- French: Erreur sur la personne
- Directed by: Gilles Noël
- Written by: Gilles Noël Claude Cartier
- Produced by: Michel Brault Anouk Brault
- Starring: Michel Côté Macha Grenon Paul Doucet
- Cinematography: Sylvain Brault
- Edited by: Dominique Fortin
- Music by: Jean Vanasse
- Production company: Nanouk Films
- Release date: September 21, 1996 (Cinéfest);
- Running time: 95 minutes
- Country: Canada
- Language: French

= Mistaken Identity (film) =

Mistaken Identity (Erreur sur la personne), also sometimes billed as Mistaken Person, is a Canadian thriller film, directed by Gilles Noël and released in 1996.

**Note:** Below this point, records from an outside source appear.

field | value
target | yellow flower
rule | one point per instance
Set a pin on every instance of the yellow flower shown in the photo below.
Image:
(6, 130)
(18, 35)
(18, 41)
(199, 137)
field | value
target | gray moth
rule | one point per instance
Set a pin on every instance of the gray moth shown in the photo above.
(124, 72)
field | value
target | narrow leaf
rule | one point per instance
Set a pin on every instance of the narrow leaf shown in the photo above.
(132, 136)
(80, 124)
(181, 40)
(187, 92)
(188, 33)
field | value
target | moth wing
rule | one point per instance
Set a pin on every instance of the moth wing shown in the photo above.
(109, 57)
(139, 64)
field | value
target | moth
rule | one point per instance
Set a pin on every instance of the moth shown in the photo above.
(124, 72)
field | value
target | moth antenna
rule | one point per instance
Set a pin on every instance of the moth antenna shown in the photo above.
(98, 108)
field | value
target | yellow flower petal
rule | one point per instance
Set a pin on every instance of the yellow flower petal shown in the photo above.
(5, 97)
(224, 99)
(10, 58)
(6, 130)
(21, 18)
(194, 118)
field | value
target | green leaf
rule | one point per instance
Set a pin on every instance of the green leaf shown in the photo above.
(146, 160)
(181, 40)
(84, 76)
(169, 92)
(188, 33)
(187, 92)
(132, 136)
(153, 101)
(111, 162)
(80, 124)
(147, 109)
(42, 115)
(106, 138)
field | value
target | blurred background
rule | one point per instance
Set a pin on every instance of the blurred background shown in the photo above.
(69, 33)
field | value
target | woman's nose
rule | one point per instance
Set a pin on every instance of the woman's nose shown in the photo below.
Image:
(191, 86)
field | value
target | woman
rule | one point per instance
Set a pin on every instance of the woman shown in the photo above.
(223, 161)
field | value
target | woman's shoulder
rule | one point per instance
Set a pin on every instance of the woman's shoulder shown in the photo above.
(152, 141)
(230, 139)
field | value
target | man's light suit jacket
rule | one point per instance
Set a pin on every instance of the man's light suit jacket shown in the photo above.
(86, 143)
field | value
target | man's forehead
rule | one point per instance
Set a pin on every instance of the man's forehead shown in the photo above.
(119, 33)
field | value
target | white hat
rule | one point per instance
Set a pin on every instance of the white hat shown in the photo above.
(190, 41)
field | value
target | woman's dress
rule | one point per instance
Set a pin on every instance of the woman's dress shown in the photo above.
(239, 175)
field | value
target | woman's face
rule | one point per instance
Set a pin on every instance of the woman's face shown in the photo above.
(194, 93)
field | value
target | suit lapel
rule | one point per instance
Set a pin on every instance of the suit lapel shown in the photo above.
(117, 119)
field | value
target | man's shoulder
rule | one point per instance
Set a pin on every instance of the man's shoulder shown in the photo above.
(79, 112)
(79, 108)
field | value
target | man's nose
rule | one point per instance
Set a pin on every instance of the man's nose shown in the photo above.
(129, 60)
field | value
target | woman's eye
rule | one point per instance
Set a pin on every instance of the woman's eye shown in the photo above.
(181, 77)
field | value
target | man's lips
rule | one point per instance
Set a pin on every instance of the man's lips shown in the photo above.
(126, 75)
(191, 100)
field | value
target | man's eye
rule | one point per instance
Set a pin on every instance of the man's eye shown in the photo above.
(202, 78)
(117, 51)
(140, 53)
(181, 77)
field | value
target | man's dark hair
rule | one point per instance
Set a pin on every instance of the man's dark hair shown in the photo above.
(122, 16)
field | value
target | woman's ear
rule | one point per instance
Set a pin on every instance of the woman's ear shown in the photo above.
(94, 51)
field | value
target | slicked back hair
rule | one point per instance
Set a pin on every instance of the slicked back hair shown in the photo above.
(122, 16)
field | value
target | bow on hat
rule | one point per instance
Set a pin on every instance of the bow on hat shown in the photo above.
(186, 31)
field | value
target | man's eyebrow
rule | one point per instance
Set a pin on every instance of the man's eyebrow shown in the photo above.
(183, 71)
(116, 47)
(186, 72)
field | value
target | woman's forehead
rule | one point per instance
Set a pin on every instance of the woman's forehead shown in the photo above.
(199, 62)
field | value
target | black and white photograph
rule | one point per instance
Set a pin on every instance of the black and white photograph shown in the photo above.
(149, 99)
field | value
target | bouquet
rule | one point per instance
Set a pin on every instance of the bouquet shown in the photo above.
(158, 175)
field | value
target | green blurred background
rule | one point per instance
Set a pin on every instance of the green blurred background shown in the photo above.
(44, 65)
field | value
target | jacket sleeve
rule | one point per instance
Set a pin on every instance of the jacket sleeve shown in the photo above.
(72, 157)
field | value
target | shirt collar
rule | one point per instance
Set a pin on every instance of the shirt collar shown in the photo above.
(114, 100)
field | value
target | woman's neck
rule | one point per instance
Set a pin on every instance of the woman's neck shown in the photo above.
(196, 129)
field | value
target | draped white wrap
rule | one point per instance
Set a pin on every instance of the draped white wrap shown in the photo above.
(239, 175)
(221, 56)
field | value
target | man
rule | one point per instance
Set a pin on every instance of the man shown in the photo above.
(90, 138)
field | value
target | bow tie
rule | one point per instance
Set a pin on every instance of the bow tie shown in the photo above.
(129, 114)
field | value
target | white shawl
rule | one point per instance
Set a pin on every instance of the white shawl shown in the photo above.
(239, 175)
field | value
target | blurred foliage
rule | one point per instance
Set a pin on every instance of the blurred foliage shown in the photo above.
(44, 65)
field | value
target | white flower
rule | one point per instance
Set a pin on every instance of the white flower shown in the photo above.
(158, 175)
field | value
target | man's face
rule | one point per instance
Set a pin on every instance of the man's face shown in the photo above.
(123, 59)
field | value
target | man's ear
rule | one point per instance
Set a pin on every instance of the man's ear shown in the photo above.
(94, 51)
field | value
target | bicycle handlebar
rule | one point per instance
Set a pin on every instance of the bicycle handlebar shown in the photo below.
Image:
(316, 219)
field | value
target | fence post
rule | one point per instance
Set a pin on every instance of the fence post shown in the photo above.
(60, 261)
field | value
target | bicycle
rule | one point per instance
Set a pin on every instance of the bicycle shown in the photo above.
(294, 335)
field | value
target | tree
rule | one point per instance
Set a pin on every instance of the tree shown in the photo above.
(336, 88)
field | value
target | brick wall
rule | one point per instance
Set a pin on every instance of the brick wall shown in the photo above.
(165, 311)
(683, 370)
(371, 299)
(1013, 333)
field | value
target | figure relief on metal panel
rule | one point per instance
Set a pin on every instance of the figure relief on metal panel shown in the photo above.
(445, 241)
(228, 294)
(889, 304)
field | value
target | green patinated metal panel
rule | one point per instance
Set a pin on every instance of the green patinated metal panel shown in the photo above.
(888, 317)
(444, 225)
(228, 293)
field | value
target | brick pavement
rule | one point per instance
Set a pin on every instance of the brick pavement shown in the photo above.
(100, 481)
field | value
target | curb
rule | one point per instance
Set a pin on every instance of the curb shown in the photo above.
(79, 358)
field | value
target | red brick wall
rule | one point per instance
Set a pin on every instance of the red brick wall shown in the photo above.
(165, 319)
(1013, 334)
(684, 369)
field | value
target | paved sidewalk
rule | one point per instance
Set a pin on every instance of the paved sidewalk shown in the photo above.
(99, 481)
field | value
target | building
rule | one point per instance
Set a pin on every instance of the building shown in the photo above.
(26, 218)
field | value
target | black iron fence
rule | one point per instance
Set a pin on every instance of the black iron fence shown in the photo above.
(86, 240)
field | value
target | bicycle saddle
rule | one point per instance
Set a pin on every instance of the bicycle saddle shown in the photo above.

The film stars Michel Côté as Charles Renard, a police officer returning to work for the first time since being left hearing impaired by a bullet wound to the head. He is assigned to investigate Maria (Macha Grenon), an actress who is robbing men to finance a stage production of August Strindberg's Miss Julie. The film's cast also includes Paul Doucet, Marie-Andrée Corneille, Robert Gravel, Paul Savoie and Luc Picard.

At the 17th Genie Awards, Corneille was nominated for Best Supporting Actress.